The Departure Time and Arrival Time fields feed three calculated outputs. Travel Time (min) rounds up to the nearest 15-minute billing increment — the standard Bell ATS billing rounding convention. Actual Travel (min) gives the raw elapsed time in minutes. Billing Times assembles a formatted string showing all three values simultaneously: Travel minutes, Work minutes, and total Billed minutes, formatted as T:XX | W:XX | B:XX.

The Charged Minutes field adds the 15-minute-rounded activity time to the 15-minute-rounded travel time, giving the billable total that feeds the ICSIS entry. Both rounding calculations handle the negative-result edge case — if the arrival time is earlier than the departure time due to a data entry error, the field returns a blank rather than a negative number.

The job code (WR: Work Request, TM: Time and Materials, ST, CT) and billing classifications (Billing 1: Exclude or Time and Material; Billing 2: Regular, Continuous, or Without 48 Hours) are the fields that determine how the time is actually invoiced. A Continuous billing classification on a TM job code behaves differently in the billing system than Regular billing on the same job code, and having these committed to the record at closure prevents revision arguments with billing later.

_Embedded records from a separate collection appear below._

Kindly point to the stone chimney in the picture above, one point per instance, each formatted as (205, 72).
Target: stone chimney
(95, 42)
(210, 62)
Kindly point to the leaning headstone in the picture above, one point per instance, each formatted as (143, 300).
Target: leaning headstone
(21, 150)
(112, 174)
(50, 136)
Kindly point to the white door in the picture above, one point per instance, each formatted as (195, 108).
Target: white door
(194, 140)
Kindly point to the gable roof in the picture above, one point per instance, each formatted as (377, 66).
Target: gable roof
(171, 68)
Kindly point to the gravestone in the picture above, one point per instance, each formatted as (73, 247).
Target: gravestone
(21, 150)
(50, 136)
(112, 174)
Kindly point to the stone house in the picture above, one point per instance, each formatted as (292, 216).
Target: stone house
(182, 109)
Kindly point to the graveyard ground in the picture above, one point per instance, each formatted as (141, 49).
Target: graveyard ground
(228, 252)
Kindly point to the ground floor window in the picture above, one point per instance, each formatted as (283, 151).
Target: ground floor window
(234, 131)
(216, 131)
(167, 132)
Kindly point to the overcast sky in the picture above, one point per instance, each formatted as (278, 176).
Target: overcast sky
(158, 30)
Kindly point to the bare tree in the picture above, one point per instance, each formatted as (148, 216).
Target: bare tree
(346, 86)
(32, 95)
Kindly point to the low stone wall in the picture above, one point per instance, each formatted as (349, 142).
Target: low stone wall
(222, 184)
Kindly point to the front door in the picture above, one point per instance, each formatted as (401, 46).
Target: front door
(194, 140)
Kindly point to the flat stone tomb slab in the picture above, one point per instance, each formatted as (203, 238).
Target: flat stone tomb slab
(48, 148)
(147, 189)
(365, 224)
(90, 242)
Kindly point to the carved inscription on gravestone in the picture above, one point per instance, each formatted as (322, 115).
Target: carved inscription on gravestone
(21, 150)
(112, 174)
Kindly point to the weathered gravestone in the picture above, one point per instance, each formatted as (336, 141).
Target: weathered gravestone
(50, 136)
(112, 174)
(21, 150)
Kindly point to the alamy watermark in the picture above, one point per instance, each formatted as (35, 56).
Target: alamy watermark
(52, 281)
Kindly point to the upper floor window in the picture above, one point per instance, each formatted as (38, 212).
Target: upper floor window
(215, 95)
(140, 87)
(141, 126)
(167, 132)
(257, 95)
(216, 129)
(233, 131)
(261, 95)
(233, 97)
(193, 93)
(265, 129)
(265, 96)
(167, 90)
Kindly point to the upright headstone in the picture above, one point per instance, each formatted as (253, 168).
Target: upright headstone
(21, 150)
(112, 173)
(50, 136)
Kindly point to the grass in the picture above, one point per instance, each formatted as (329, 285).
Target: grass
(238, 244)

Hold and Resume as a Complete Code Set

The H1 through H8 and R1 through R8 hold and resume reason codes are the operational intelligence of the ticket lifecycle. H1 (Hold for Bell-ATS Parts) means the job is on the supplier's timeline. H2 (Client Unavailable) means the delay is on the client side. H4 (Client OK; Temporary Service — Hardware) means you left a loaner in place while waiting for the actual part, which triggers different billing treatment than H1. H7 (Client Not OK; Provided Loaner) means the client has a device but is not happy about it — a flag for expedited follow-up.

The corresponding Resume codes (R1 through R8) close each hold with the matching code, creating a paired record of why work stopped and why it restarted. Across a month of tickets, the distribution of H-codes tells you where your delays are coming from: parts supply, client scheduling, or quote approvals.

Hardware Codes and Closed Analysis Codes

The HC hardware code set — HCAA through HCPX, covering adapter types, drive types, memory types, cable types, printer types, and peripherals — is the component-level classification that turns a closed analysis code of HC (Hardware Code) into a specific part category. HCDH (Drive Hard) means a failed HDD. HCPF (Printer Fuser) means a fuser replacement. HCMD (Memory DIMM) means a RAM module. These codes feed defect trend analysis at the component level — which is only possible if techs are selecting codes consistently in the field rather than approximating after the fact.

The Closed Analysis code set covers 37 classifications from AM (Account Maintenance) through WD (Wrong Dispatch), with important entries like NT (No Trouble Found), CE (Created in Error), and ROEX (Referred Out to External Group). NT is the code that tracks phantom tickets — calls where the equipment was functioning correctly when the tech arrived. A high NT rate at a specific customer site indicates a training or expectation issue that needs addressing before it consumes more dispatch hours.

The XML export calc fields — [ESPP], [Actions], [Activity], [Suppliment], [Parts] — assemble the structured output that feeds the back-end system. The ESPP field bundles version, datetime, operator code, ESPP state (In/Out/Dest), GPS coordinates, address, and email into an XML block. Actions bundles ticket number, action, hold reason, analysis code, and summary. The entire ticket record can be exported as structured XML without any additional formatting step.

The barcode fields for Part Number and Serial Number use the device camera to scan manufacturer barcodes at the hardware level — eliminating transcription errors on 15-character serial numbers entered manually in a dim server room while crouched behind a rack.